3-4 低周波音の伝播性状(距離減衰)

図3-6 低周波音の日周期の変動(奈良県当局による測定)

 

 香芝高架橋周辺における低周波音の音源の位置と伝播性状を明らかにするために,図3-6の3地点での平均値を1枚の図にまとめたものが図3-10である。すべての周波数帯域で高架橋より離れるほど音圧レベルか低下していることが明らかである。高架橋に近づくほど低周波音の音圧レベルが高くなるということは,香芝高架橋付近に低周波音の発生源があることを示唆するものである。

 音の距離減衰という場合には,音源からの距離が2倍になるごとに何dBの減衰を示すかによって表現される場合が多い。一応図3-10では25mと50m地点とが倍距離の関係にあるが,2〜10dBの減衰を示しているようである。 5Hz付近で特に減衰が激しい。しかし今回の測定では測定点数が少ないため,これ以上のことは言えない。

図3-10 距離によるスペクトルの違い

 

 

(注)音源の大きさが距離に比較して無視できるほど小さいものであれば音源を点または線と考えることができる。比較的音源に近い所では,音源の大きさや形による影響を受ける。本項の測定でも距離は高架橋端からの水平距離をとっているが,音響中心がどこにあるのかは難しい問題である。また,面状の振動物体から音が放射される場合には,表と裏では位相の異なった音が放射されることになり,周囲の音場の問題も複雑である。

 


 図3-8を見ていただきたい。まず5Hz付近の音に注目してみると橋の直下では60dBをはるかに越える音圧(図3-7によれば90数dBにも達する)がひんぱんに発生しているが,50m地点では,60dBを越える音にさらされる時間ははるかに短かくなることがわかる。

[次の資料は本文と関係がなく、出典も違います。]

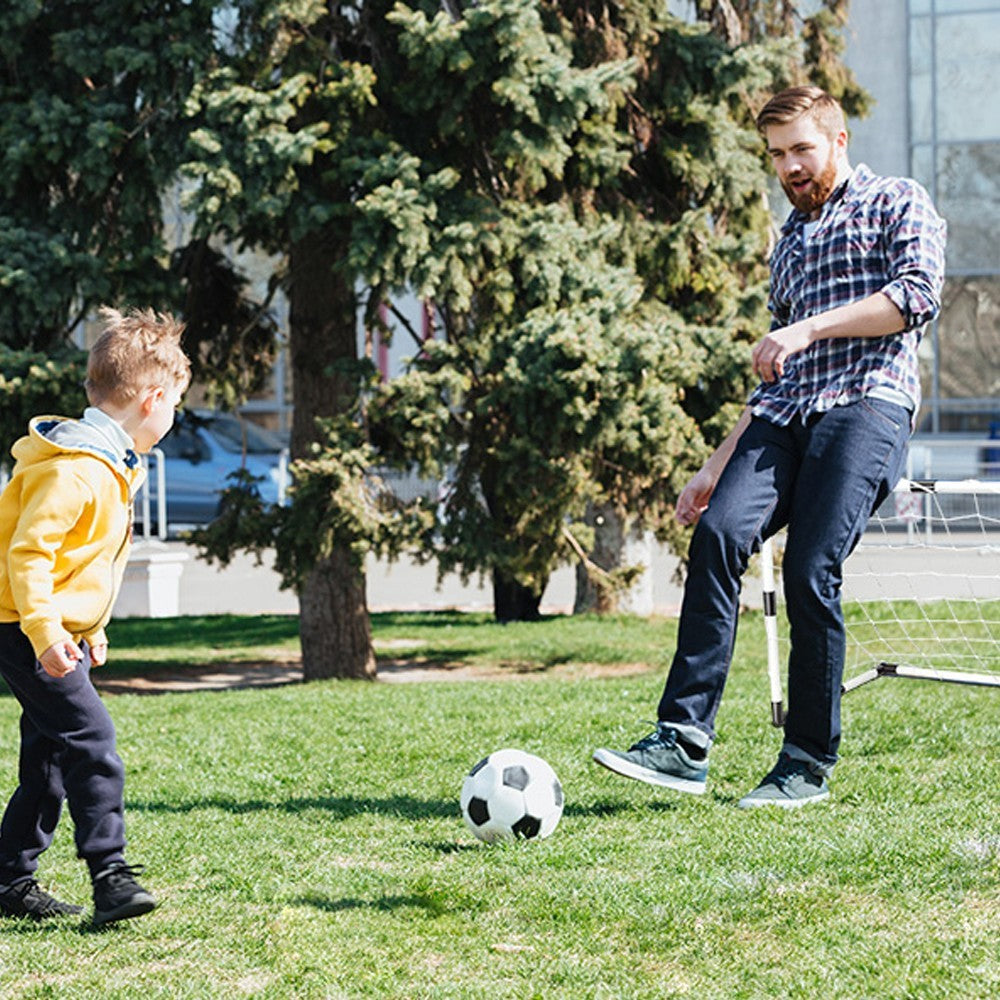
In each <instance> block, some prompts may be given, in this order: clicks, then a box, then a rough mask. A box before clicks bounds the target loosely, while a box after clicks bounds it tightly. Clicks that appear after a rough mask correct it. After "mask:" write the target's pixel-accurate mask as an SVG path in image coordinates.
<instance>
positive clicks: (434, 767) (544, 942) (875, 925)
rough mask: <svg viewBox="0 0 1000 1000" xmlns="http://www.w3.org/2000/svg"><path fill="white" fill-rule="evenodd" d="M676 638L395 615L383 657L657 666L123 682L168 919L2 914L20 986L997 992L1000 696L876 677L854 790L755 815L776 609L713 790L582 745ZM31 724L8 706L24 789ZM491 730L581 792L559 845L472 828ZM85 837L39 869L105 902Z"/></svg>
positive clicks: (712, 754)
mask: <svg viewBox="0 0 1000 1000" xmlns="http://www.w3.org/2000/svg"><path fill="white" fill-rule="evenodd" d="M674 627H675V626H674V623H673V622H670V621H663V622H652V623H647V622H642V621H638V620H634V619H616V620H612V621H610V622H609V621H602V620H600V619H586V620H582V621H575V620H569V619H563V620H552V621H548V622H542V623H540V624H538V625H532V626H523V627H522V626H515V627H511V626H506V627H502V626H495V625H492V624H490V623H488V622H485V621H483V620H481V619H475V618H471V619H470V618H468V617H466V616H450V617H449V616H437V615H417V616H411V615H405V616H404V615H385V616H376V618H375V636H376V639H377V641H378V642H379V644H380V645H382V644H384V645H386V646H387V647H389V648H391V656H392V657H398V656H411V655H412V656H413V657H414V658H415V660H416V661H417V662H421V658H428V657H430V658H433V657H439V658H441V659H442V660H443V659H445V658H447V657H451V656H461V657H463V658H467V659H468V661H469V662H475V663H480V664H484V665H485V664H493V665H497V664H504V663H522V662H524V661H525V660H526V659H530V658H531V657H532V656H535V657H537V660H536V662H537V663H538V664H550V665H553V666H557V665H560V664H564V663H567V662H570V661H574V660H576V659H580V660H581V661H582V660H586V661H588V662H605V663H607V662H615V661H614V659H613V654H614V651H615V650H616V649H617V651H618V654H619V660H618V661H617V662H622V663H632V664H634V663H636V662H645V663H648V664H649V667H650V669H649V670H648V671H646V672H642V673H638V674H635V673H632V674H629V675H628V676H613V675H612V676H610V677H602V678H600V679H586V678H583V677H576V676H574V675H569V676H567V675H566V674H564V673H563V672H561V671H559V670H551V671H549V672H546V670H545V669H542V668H541V667H539V669H538V670H537V671H535V672H533V673H532V674H531V675H530V676H531V679H523V678H524V675H522V674H520V673H517V672H516V671H512V672H511V678H512V679H510V680H483V681H480V682H477V683H472V684H470V683H455V682H450V681H444V682H439V683H413V684H388V683H383V684H379V683H376V684H370V683H363V682H322V683H311V684H305V685H303V684H293V685H287V686H284V687H278V688H271V689H266V690H243V691H224V692H202V693H192V694H170V695H160V696H143V697H140V696H136V695H123V696H109V697H108V703H109V705H110V708H111V711H112V714H113V716H114V717H115V719H116V720H117V724H118V730H119V743H120V749H121V753H122V756H123V757H124V759H125V762H126V766H127V770H128V780H127V786H126V799H127V802H126V818H127V822H128V832H129V840H130V848H129V853H130V860H133V861H141V862H145V863H146V864H147V866H148V868H147V876H146V877H145V879H144V882H145V883H146V884H148V885H149V887H150V888H151V889H152V890H153V891H154V892H155V893H156V894H157V895H158V897H159V899H160V901H161V906H160V907H159V909H158V910H156V911H155V912H154V913H152V914H150V915H149V916H147V917H143V918H141V919H138V920H135V921H133V922H131V923H126V924H122V925H120V926H118V927H116V928H113V929H111V930H108V931H106V932H102V933H94V932H92V931H91V930H90V929H89V926H88V925H87V923H86V922H85V921H78V920H71V921H69V922H68V923H50V924H45V925H41V926H37V927H36V926H24V925H22V924H20V923H16V922H10V921H7V922H3V923H0V997H5V998H6V997H11V998H14V997H16V998H22V997H27V998H42V997H47V998H48V997H58V998H66V1000H70V998H72V1000H77V998H91V997H92V998H101V1000H105V998H123V1000H124V998H129V1000H132V998H136V997H141V998H147V997H148V998H154V997H157V998H158V997H163V998H171V1000H174V998H196V997H197V998H218V997H261V998H286V997H287V998H296V1000H299V998H307V1000H308V998H317V1000H318V998H332V997H351V998H354V997H359V998H368V997H370V998H378V1000H383V998H400V1000H404V998H405V1000H410V998H414V1000H420V998H455V1000H467V998H480V997H482V998H487V997H489V998H493V997H502V998H512V1000H513V998H517V1000H521V998H529V997H542V998H546V1000H548V998H572V1000H578V998H584V997H585V998H590V997H600V998H623V1000H624V998H634V997H654V996H655V997H692V998H693V997H698V998H702V997H710V998H719V1000H731V998H762V1000H764V998H767V1000H772V998H785V997H801V998H809V1000H816V998H827V997H830V998H833V997H836V998H858V1000H860V998H869V997H871V998H874V997H878V998H900V1000H903V998H907V1000H911V998H927V1000H932V998H933V1000H937V998H956V1000H958V998H962V1000H966V998H982V1000H986V998H992V997H994V996H996V995H1000V959H998V957H997V954H998V953H997V949H996V940H997V937H998V934H1000V834H998V831H1000V796H998V795H997V785H996V782H997V772H996V766H995V763H994V757H995V748H996V746H997V745H998V743H1000V721H998V720H1000V713H998V711H997V708H998V705H997V700H996V698H997V695H996V693H995V692H993V691H990V690H973V689H967V688H948V687H946V686H943V685H932V684H922V683H918V682H901V681H879V682H877V683H875V684H873V685H870V686H868V687H865V688H863V689H861V690H860V691H857V692H854V693H853V694H851V695H850V696H848V697H847V699H846V700H845V723H846V737H845V741H844V745H843V760H842V763H841V764H840V765H839V766H838V769H837V771H836V773H835V775H834V778H833V782H832V791H833V797H832V801H831V802H829V803H827V804H823V805H818V806H815V807H812V808H810V809H804V810H801V811H798V812H794V813H790V814H786V813H779V814H774V813H769V812H766V811H758V812H755V813H751V814H745V813H743V812H741V811H740V810H738V809H736V807H735V802H736V800H737V798H738V797H739V796H740V795H741V794H742V793H743V792H745V791H746V790H747V789H748V788H749V787H751V786H752V785H753V784H755V783H756V781H757V780H758V779H759V777H760V776H761V774H762V773H763V771H764V770H766V768H767V767H769V766H770V764H771V762H772V760H773V757H774V754H775V753H776V751H777V747H778V743H779V735H778V734H777V733H776V731H774V730H773V729H772V728H771V727H770V725H769V722H768V704H767V684H766V679H765V670H764V665H763V657H762V653H761V651H760V650H759V649H758V647H762V646H763V643H762V630H761V628H760V620H759V618H757V617H755V616H751V617H748V618H747V619H746V620H745V621H744V622H743V624H742V626H741V633H740V640H739V642H738V645H737V653H736V662H735V666H734V669H733V674H732V677H731V680H730V684H729V687H728V689H727V692H726V696H725V699H724V701H723V706H722V710H721V712H720V715H719V719H718V728H719V738H718V741H717V744H716V746H715V748H714V750H713V754H712V765H711V774H710V785H709V792H708V794H706V795H705V796H703V797H701V798H697V797H693V798H692V797H683V796H680V795H677V794H672V793H670V792H666V791H658V790H655V789H652V788H649V787H647V786H644V785H640V784H636V783H632V782H627V781H624V780H621V779H618V778H616V777H615V776H613V775H611V774H609V773H608V772H606V771H604V770H602V769H599V768H597V767H595V766H594V765H593V764H591V763H590V761H589V756H590V753H591V751H592V750H593V748H594V747H595V746H598V745H608V746H615V747H620V746H625V745H627V744H628V743H629V742H630V741H631V740H633V739H634V738H635V737H637V736H639V735H642V734H643V733H644V731H645V723H644V722H643V721H642V720H644V719H649V718H650V717H651V716H652V715H653V714H654V712H655V704H656V699H657V698H658V696H659V693H660V689H661V686H662V682H663V678H664V672H665V665H666V657H667V655H668V653H669V650H670V647H671V645H672V630H673V628H674ZM111 638H112V650H113V651H117V653H118V655H119V659H120V660H123V659H127V658H128V657H133V668H134V669H139V668H140V667H141V664H142V663H144V662H149V660H150V659H151V656H150V655H149V653H148V649H149V648H150V647H149V646H147V645H146V643H147V642H149V643H153V642H155V641H167V640H169V641H170V643H171V650H170V653H169V656H168V657H167V658H168V659H169V658H170V657H174V658H177V659H179V660H183V659H184V658H186V657H193V658H194V659H191V660H189V662H196V661H197V659H198V657H200V656H201V655H202V654H203V652H204V651H206V650H207V651H211V650H216V652H215V653H214V654H212V655H217V656H219V657H223V656H239V655H243V654H244V653H245V654H247V656H248V657H250V653H251V651H252V650H253V649H255V648H256V649H260V648H268V649H274V648H288V649H294V645H295V642H294V619H282V618H263V619H258V618H250V619H230V618H221V619H196V620H191V619H186V620H178V621H175V622H162V623H156V622H144V623H129V622H120V623H116V625H115V626H114V628H113V630H112V636H111ZM399 640H406V643H405V644H401V643H400V642H399ZM410 643H415V645H410ZM533 651H534V652H533ZM387 655H390V654H387ZM250 658H252V657H250ZM612 674H613V671H612ZM17 715H18V709H17V705H16V703H15V702H14V701H13V699H11V698H10V697H2V698H0V732H3V733H6V734H7V736H6V738H5V739H4V740H3V741H2V743H0V774H2V775H4V776H5V778H4V782H5V784H4V789H5V794H6V793H7V792H9V790H10V789H11V787H12V785H13V781H14V776H15V773H16V727H17ZM500 746H519V747H522V748H523V749H526V750H529V751H532V752H535V753H538V754H540V755H541V756H543V757H545V758H546V759H547V760H548V761H549V762H550V763H551V764H552V765H553V766H554V767H555V769H556V771H557V773H558V774H559V777H560V779H561V780H562V783H563V785H564V788H565V791H566V811H565V814H564V816H563V819H562V821H561V823H560V825H559V827H558V829H557V830H556V832H555V834H554V835H553V836H552V837H551V838H550V839H549V840H547V841H543V842H528V843H519V844H513V845H509V846H499V847H486V846H485V845H482V844H480V843H479V842H478V841H476V840H475V839H474V838H473V836H472V834H471V833H469V832H468V831H467V830H466V829H465V827H464V825H463V823H462V820H461V818H460V815H459V810H458V794H459V788H460V786H461V781H462V777H463V775H464V773H465V772H466V770H467V769H468V767H469V766H470V765H471V764H472V763H474V762H475V761H476V760H477V759H478V758H479V757H481V756H482V755H483V754H484V753H486V752H488V751H490V750H493V749H496V748H498V747H500ZM73 854H74V851H73V845H72V837H71V825H70V822H69V817H65V818H64V819H63V822H62V824H61V827H60V829H59V832H58V835H57V840H56V843H55V845H54V846H53V848H52V849H51V850H50V851H49V853H48V854H47V855H46V856H45V857H44V858H43V865H42V868H41V871H40V873H39V874H40V877H41V878H42V880H43V882H44V884H45V885H46V886H47V887H50V888H53V889H55V890H58V892H59V893H60V894H61V895H62V896H64V897H65V898H67V899H70V900H76V901H80V902H86V901H87V900H88V895H89V889H88V885H87V881H86V876H85V873H84V868H83V865H82V864H81V862H79V861H78V860H76V859H75V857H74V856H73Z"/></svg>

 また,この図において,25m地点の60秒前後に5Hz付近の波の山があるが,50m地点でもそれと同時刻に5Hz付近の波の山があり,この地域で観測される低周波音は同一の発生源からのものであることを示している。

 同じ,図3-8において,今度は30〜70Hzの音に注目すると,橋の直下はもちろん,50m離れた地点でもなお,ひっきりなしに60dB以上の低周波音に襲われていることがわかる。